Confused as Catherine was, her wits were alert at applying our conversation.

‘Ah!  Nelly has played traitor,’ she exclaimed, passionately.  ‘Nelly is my hidden enemy.  You witch!  So you do seek elf-bolts to hurt us!  Let me go, and I’ll make her rue!  I’ll make her howl a recantation!’

A maniac’s fury kindled under her brows; she struggled desperately to disengage herself from Linton’s arms.  I felt no inclination to tarry the event; and, resolving to seek medical aid on my own responsibility, I quitted the chamber.

In passing the garden to reach the road, at a place where a bridle hook is driven into the wall, I saw something white moved irregularly, evidently by another agent than the wind.  Notwithstanding my hurry, I stayed to examine it, lest ever after I should have the conviction impressed on my imagination that it was a creature of the other world.  My surprise and perplexity were great on discovering, by touch more than vision, Miss Isabella’s springer, Fanny, suspended by a handkerchief, and nearly at its last gasp.  I quickly released the animal, and lifted it into the garden.  I had seen it follow its mistress up-stairs when she went to bed; and wondered much how it could have got out there, and what mischievous person had treated it so.  While untying the knot round the hook, it seemed to me that I repeatedly caught the beat of horses’ feet galloping at some distance; but there were such a number of things to occupy my reflections that I hardly gave the circumstance a thought: though it was a strange sound, in that place, at two o’clock in the morning.

Mr. Kenneth was fortunately just issuing from his house to see a patient in the village as I came up the street; and my account of Catherine Linton’s malady induced him to accompany me back immediately.  He was a plain rough man; and he made no scruple to speak his doubts of her surviving this second attack; unless she were more submissive to his directions than she had shown herself before.

‘Nelly Dean,’ said he, ‘I can’t help fancying there’s an extra cause for this.  What has there been to do at the Grange?  We’ve odd reports up here.  A stout, hearty lass like Catherine does not fall ill for a trifle; and that sort of people should not either.  It’s hard work bringing them through fevers, and such things.  How did it begin?’

‘The master will inform you,’ I answered; ‘but you are acquainted with the Earnshaws’ violent dispositions, and Mrs. Linton caps them all.  I may say this; it commenced in a quarrel.  She was struck during a tempest of passion with a kind of fit.  That’s her account, at least: for she flew off in the height of it, and locked herself up.  Afterwards, she refused to eat, and now she alternately raves and remains in a half dream; knowing those about her, but having her mind filled with all sorts of strange ideas and illusions.’

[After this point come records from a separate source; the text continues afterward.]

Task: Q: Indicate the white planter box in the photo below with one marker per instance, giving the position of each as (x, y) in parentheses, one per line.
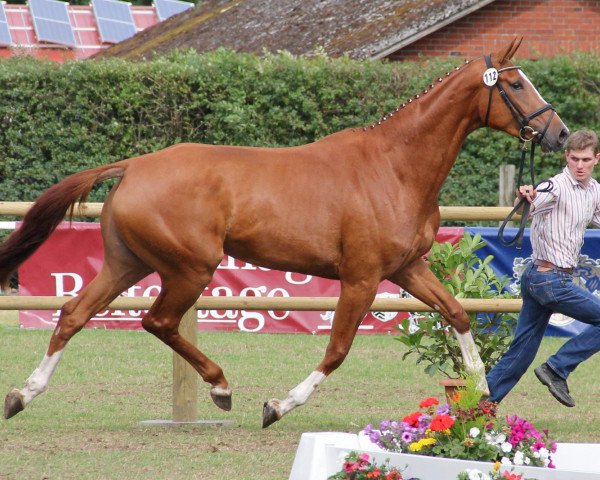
(321, 454)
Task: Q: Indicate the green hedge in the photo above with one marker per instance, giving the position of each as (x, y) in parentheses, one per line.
(57, 119)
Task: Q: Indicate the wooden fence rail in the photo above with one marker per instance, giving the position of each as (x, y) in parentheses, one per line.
(447, 213)
(15, 302)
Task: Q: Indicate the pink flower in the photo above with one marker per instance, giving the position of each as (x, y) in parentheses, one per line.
(429, 402)
(441, 422)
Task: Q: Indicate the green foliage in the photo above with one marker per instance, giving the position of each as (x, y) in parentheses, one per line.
(57, 119)
(464, 275)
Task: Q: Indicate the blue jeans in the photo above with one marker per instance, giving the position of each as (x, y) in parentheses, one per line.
(543, 294)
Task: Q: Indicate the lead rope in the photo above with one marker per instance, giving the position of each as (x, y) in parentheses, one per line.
(517, 240)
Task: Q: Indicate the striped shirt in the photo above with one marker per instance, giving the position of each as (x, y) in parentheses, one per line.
(560, 218)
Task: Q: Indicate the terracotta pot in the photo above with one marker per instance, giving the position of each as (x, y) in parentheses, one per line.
(451, 385)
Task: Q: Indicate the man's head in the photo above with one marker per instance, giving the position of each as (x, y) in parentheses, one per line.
(581, 153)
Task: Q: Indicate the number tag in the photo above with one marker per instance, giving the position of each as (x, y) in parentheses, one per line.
(490, 77)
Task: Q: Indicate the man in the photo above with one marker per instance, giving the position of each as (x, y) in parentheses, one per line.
(559, 220)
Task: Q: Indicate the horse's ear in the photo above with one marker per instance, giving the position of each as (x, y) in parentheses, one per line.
(508, 52)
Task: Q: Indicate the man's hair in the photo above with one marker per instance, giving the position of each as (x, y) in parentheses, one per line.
(582, 140)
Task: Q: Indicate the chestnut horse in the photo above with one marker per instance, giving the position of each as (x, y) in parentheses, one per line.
(359, 205)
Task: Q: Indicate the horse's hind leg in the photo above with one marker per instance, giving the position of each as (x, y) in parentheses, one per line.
(178, 294)
(355, 299)
(114, 277)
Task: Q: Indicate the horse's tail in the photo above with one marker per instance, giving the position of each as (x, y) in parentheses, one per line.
(47, 212)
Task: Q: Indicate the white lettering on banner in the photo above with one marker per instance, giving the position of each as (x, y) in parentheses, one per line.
(59, 283)
(290, 279)
(70, 284)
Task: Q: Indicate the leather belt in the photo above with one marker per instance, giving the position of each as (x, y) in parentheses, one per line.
(547, 264)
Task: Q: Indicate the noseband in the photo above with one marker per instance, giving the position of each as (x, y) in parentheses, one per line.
(526, 132)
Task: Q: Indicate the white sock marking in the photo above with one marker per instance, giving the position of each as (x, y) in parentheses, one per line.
(301, 393)
(473, 363)
(39, 379)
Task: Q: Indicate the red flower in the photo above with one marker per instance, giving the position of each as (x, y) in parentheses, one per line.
(441, 422)
(428, 402)
(413, 419)
(506, 475)
(374, 474)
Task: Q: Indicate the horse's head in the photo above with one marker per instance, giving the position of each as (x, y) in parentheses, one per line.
(511, 103)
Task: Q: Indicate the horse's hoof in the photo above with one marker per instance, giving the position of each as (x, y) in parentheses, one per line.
(13, 404)
(221, 398)
(270, 415)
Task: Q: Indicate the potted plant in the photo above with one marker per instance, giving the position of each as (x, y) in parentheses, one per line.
(464, 275)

‘Mr. Linton will be sorry?’ observed Kenneth, interrogatively.

‘Sorry? he’ll break his heart should anything happen!’ I replied.  ‘Don’t alarm him more than necessary.’

‘Well, I told him to beware,’ said my companion; ‘and he must bide the consequences of neglecting my warning!  Hasn’t he been intimate with Mr. Heathcliff lately?’

‘Heathcliff frequently visits at the Grange,’ answered I, ‘though more on the strength of the mistress having known him when a boy, than because the master likes his company.  At present he’s discharged from the trouble of calling; owing to some presumptuous aspirations after Miss Linton which he manifested.  I hardly think he’ll be taken in again.’

‘And does Miss Linton turn a cold shoulder on him?’ was the doctor’s next question.